A Social Network and MOOC for Health Informatics Professionals and Students
Voice recognition is a technology that has been bubbling below the surface for several decades. The inclusion of the Siri voice recognition system in the iPhone 4S seems to many a signal that the time has come for voice recognition to be adopted on a wide-scale basis. Physicians have been using voice recognition for some time now, but many have seen it as the least-worst option for docs who have never learned to type and don’t have the time or inclination to do so. As voice recognition gets better, however, there may be a point where even doctors who are fluent typers will switch over to dictation using voice recognition software.

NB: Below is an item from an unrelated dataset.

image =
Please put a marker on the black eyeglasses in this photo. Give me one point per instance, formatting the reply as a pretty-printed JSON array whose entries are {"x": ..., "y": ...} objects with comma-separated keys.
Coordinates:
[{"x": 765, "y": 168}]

One company that I talked to at HIMSS has taken advantage of a cloud-based API from Nuance (the makers of the Dragon suite of voice-recognition software) to come up with a new iPad based information system for use in emergency departments called SparrowEDIS. Designed by emergency medicine physician Dr Brian Phelps and his team at Montrue Technologies, the system has just won the Nuance 2012 Mobile Clinician Voice Challenge.
The software is, at heart, a unique iPad-based user-interface that enables doctors to enter narrative data into the hospital’s EHR system by first communicating with Nuance’s Healthcare 360 cloud-computing system (to translate the dictation into text) and then, through the hospital’s EHR interface engine, sending the text into the EHR. On top of this functionality, users can also check prescription interactions, order new prescriptions and share discharge instructions. The team have put together a video that shows off the system and the thinking behind it:
I can see lots of doctors being attracted to this system. Doctors who can’t type quickly and work in environments where they are required to be on the move are obviously the most likely to benefit. However, I can see that even doctors who can type will start to see the benefits of voice recognition in terms of maintaining eye contact and rapport with patients as they perform their history taking and examination. Hopefully, Dr Phelps and his team will be publishing some results from their pilot and future trials to see whether or not this type of applications marks “the end of typing” or whether the younger generation of doctors, who can already type quickly, prefer to type than talk.
What do you think? Is mobile voice recognition the future of medical narrative data-entry or is it just a transitioning tool for doctors who can’t type and don’t want to learn?